Matt Taibbi has a good (and amusing) piece in the recent issue of New York Press. Among other things, he writes, "In all seriousness, there have been hints in the last week that a 'blame the media' backlash might be in the works as a strategy for dealing with all the ugliness in Iraq," as evidenced most memorably by Sen. Inhofe's being "outraged by the outrage". If this is true, I suspect the GOP may have to modify its approach, and there are reasons to think the GOP may have a difficult time doing so.

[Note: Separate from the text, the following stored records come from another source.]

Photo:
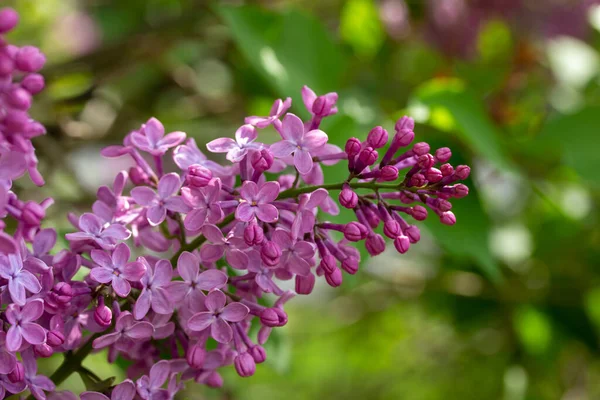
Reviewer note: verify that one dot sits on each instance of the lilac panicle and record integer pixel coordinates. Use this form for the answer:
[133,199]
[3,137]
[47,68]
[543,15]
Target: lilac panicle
[188,229]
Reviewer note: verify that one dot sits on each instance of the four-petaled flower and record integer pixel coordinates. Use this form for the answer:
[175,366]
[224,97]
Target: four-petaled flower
[157,204]
[296,141]
[116,269]
[194,281]
[154,294]
[236,149]
[277,110]
[94,229]
[151,138]
[19,279]
[218,316]
[23,326]
[256,202]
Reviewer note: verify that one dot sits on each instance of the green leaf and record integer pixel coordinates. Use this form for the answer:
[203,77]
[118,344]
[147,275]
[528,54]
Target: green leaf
[462,113]
[288,50]
[578,138]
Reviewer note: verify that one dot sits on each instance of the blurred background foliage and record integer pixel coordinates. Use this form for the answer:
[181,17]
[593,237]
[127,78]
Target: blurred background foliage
[504,305]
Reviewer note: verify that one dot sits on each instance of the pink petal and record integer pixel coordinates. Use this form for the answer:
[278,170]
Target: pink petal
[267,213]
[144,196]
[188,266]
[221,331]
[168,185]
[282,148]
[303,161]
[235,312]
[244,212]
[293,128]
[221,145]
[200,321]
[212,279]
[33,333]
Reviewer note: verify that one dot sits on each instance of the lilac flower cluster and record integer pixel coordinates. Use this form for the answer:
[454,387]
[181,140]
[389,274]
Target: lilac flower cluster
[234,233]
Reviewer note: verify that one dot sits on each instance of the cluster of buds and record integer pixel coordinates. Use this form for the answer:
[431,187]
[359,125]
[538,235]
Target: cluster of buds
[176,264]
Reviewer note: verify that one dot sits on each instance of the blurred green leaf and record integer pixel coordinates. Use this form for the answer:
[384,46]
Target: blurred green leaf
[578,137]
[289,50]
[468,118]
[360,26]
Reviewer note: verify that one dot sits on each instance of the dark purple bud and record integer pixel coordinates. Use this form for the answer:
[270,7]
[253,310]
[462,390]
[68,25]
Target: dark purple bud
[261,160]
[377,138]
[270,253]
[350,265]
[433,175]
[402,243]
[389,173]
[198,176]
[334,279]
[33,83]
[19,98]
[102,314]
[355,231]
[461,190]
[462,172]
[443,155]
[375,244]
[43,350]
[30,59]
[273,317]
[138,176]
[413,233]
[305,284]
[328,263]
[353,147]
[17,374]
[405,123]
[244,365]
[419,213]
[253,234]
[448,218]
[348,198]
[417,180]
[258,353]
[55,338]
[391,228]
[447,169]
[9,18]
[195,356]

On the face of it, at least, the GOP's strategy consists really of two opposed strategies. First, there's the attempt to gloss the situation in Iraq by only highlighting positive events (e.g. businesses openning, children going to school, the creation of Boy Scout troops, etc.), or highlighting positive myths, as the case may be. Second, there's the attempt to dehumanize "the enemy," as evidenced by Inhofe's apparent endorsement of torture as a means for dealing with Iraqi POW's.

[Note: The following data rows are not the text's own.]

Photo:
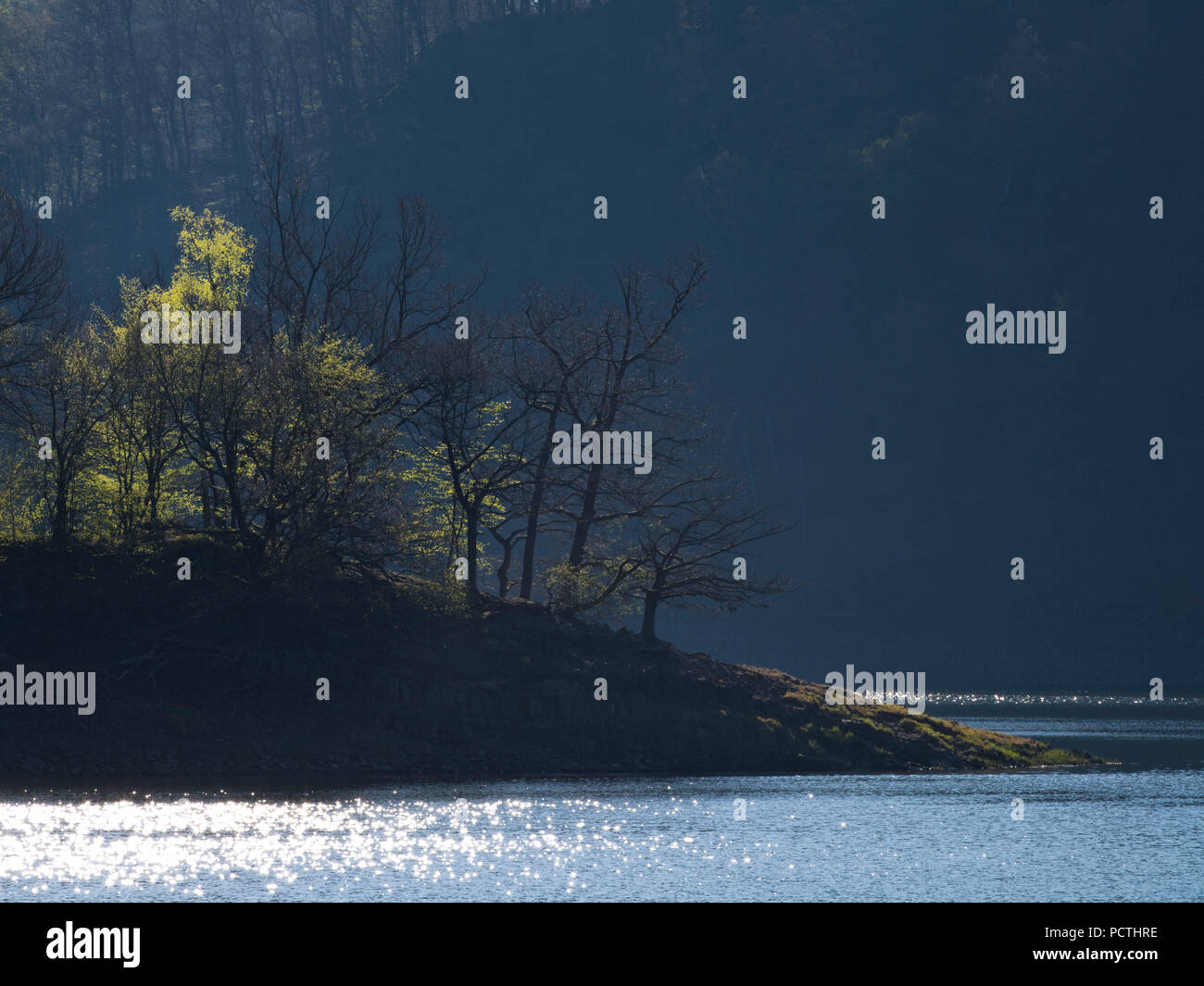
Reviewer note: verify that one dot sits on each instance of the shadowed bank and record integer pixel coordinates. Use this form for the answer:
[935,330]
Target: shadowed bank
[219,677]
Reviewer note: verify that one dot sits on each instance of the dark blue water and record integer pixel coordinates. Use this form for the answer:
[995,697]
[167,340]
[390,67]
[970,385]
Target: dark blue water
[1131,830]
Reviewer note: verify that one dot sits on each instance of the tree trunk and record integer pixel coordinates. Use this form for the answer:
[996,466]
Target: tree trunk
[648,629]
[470,524]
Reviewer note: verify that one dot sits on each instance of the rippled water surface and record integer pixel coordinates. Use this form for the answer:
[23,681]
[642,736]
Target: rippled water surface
[1131,830]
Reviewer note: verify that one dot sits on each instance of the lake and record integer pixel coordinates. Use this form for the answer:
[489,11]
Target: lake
[1132,830]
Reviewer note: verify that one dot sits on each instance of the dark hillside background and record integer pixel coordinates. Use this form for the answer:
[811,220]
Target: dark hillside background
[856,328]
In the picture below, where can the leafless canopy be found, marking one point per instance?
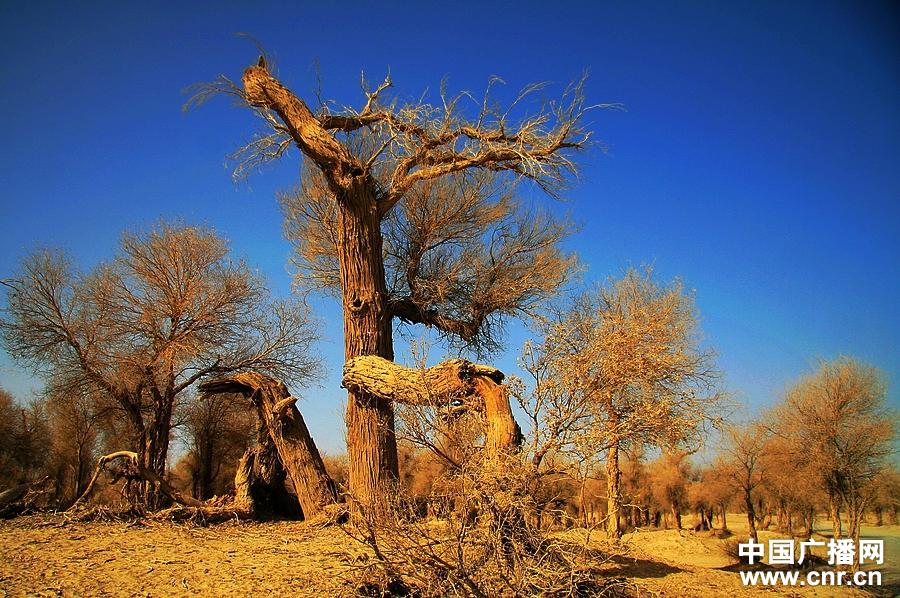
(461, 253)
(172, 308)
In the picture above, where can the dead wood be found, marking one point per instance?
(135, 471)
(455, 385)
(295, 447)
(260, 482)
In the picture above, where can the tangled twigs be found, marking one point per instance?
(134, 470)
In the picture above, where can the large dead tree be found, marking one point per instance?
(385, 154)
(171, 309)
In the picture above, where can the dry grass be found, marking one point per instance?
(49, 555)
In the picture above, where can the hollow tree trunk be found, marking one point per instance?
(285, 425)
(371, 443)
(613, 492)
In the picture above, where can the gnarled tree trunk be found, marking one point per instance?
(289, 434)
(371, 443)
(613, 492)
(455, 385)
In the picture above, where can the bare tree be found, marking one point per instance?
(73, 415)
(624, 367)
(744, 449)
(218, 429)
(451, 257)
(838, 416)
(169, 310)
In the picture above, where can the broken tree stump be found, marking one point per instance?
(259, 481)
(290, 436)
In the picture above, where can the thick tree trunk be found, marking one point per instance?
(613, 492)
(371, 443)
(259, 482)
(299, 455)
(835, 513)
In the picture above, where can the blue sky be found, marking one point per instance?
(757, 158)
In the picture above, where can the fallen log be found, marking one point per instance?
(455, 385)
(284, 423)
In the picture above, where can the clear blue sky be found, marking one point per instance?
(757, 158)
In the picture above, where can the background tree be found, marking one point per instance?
(431, 157)
(169, 310)
(625, 369)
(23, 454)
(74, 418)
(744, 449)
(218, 429)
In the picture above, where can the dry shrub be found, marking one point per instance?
(486, 546)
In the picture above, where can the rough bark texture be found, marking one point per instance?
(371, 442)
(455, 384)
(613, 492)
(289, 434)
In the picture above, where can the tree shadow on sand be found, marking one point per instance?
(642, 568)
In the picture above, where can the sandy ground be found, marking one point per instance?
(50, 556)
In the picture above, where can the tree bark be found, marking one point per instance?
(371, 443)
(284, 423)
(259, 482)
(455, 385)
(613, 491)
(751, 515)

The problem with trying to implement both strategies is that it runs the risk of pulling our intuitions in opposite directions. That is, the first strategy humanizes the Iraqis (in that colonial assistance kind of way), while the second strategy says the Iraqis are getting the violent punishment they deserve. These two approaches can only be reconciled if one successfully sells the American people on a distinction between "good, democracy-lovin' Iraqis" and "bad, terrorist-supporting Iraqis". But it's hard to sell that distinction when it becomes common knowledge that, say, the majority of prisoners at Abu Ghraib were innocent civilians. "Oops!" just won't cut it, b/c the positive depiction of "good Iraqis" has already inclined us to look favorably on what are now the victims of our soldiers' torture. Reports of devastating attacks on wedding parties might work the same way.

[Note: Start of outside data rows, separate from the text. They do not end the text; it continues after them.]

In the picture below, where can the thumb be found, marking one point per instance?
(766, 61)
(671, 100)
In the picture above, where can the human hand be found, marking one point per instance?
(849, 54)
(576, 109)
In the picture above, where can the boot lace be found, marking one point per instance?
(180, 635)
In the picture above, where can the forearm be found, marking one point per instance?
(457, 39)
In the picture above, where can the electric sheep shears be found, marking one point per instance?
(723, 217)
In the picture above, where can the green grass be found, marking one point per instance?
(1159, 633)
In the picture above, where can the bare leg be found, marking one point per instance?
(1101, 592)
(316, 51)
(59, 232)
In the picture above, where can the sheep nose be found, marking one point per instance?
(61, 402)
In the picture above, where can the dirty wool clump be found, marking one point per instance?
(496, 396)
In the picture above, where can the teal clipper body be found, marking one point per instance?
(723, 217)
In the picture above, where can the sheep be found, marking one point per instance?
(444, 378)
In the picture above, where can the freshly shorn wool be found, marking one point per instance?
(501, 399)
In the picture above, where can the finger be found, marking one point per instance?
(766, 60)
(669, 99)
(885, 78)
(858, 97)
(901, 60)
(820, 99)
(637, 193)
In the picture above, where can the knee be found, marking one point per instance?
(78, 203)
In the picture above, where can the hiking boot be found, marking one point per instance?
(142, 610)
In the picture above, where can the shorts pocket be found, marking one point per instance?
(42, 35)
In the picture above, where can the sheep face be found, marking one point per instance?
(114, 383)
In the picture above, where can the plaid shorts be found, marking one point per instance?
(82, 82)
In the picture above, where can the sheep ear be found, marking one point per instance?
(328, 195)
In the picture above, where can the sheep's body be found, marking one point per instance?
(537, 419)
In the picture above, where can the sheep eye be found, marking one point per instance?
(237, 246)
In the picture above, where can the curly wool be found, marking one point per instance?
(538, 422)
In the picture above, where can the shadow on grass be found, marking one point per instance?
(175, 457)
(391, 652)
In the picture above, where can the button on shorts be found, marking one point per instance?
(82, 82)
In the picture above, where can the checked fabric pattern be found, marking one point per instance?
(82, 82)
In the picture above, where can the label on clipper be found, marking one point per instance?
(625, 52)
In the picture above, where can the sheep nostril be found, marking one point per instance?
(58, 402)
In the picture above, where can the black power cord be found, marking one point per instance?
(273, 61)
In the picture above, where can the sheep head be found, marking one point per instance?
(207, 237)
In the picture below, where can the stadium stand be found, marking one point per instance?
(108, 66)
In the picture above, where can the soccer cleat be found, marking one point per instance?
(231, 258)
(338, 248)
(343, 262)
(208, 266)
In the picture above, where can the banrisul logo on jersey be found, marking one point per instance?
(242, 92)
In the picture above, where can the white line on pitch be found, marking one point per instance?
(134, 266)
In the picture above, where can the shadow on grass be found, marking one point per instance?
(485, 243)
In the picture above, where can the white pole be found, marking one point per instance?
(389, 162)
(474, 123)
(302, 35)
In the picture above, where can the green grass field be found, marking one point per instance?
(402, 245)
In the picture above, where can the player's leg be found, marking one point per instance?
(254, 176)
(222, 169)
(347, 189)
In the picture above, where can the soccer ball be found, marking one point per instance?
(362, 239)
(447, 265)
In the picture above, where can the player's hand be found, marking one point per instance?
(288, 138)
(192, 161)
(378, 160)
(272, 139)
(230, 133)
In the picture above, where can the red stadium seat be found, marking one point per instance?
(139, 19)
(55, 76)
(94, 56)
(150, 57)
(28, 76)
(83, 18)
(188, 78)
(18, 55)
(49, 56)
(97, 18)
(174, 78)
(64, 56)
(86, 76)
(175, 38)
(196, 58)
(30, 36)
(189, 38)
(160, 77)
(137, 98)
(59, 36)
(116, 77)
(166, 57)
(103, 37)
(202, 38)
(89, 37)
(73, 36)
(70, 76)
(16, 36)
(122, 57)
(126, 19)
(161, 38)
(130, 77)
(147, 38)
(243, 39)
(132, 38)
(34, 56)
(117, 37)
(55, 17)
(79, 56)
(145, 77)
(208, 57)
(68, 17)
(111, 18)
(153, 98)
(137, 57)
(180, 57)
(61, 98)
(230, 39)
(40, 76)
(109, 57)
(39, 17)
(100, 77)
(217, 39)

I write this, in part, because I wonder whether it is a bad thing if the media highlights something good that's happening in post-Saddam Iraq (assuming, of course, that it's true). Cultivating sympathy for Iraqi civilians generally makes it more difficult to ignore civilian atrocities. Admittedly, there is a much larger problem in that the SCLM doesn't want to cover civilian deaths, generally. But if the torture scandal becomes something of a watershed moment and the media begins to report at least some of the military's wrong-doings, perhaps the positive stories of post-Saddam Iraq would be a helpful complimentary addition that we should actually welcome. For it'd be a real shame if the young Iraqi woman who learned to bake a cake could no longer do so because her arms had been blown off by an American AC-130.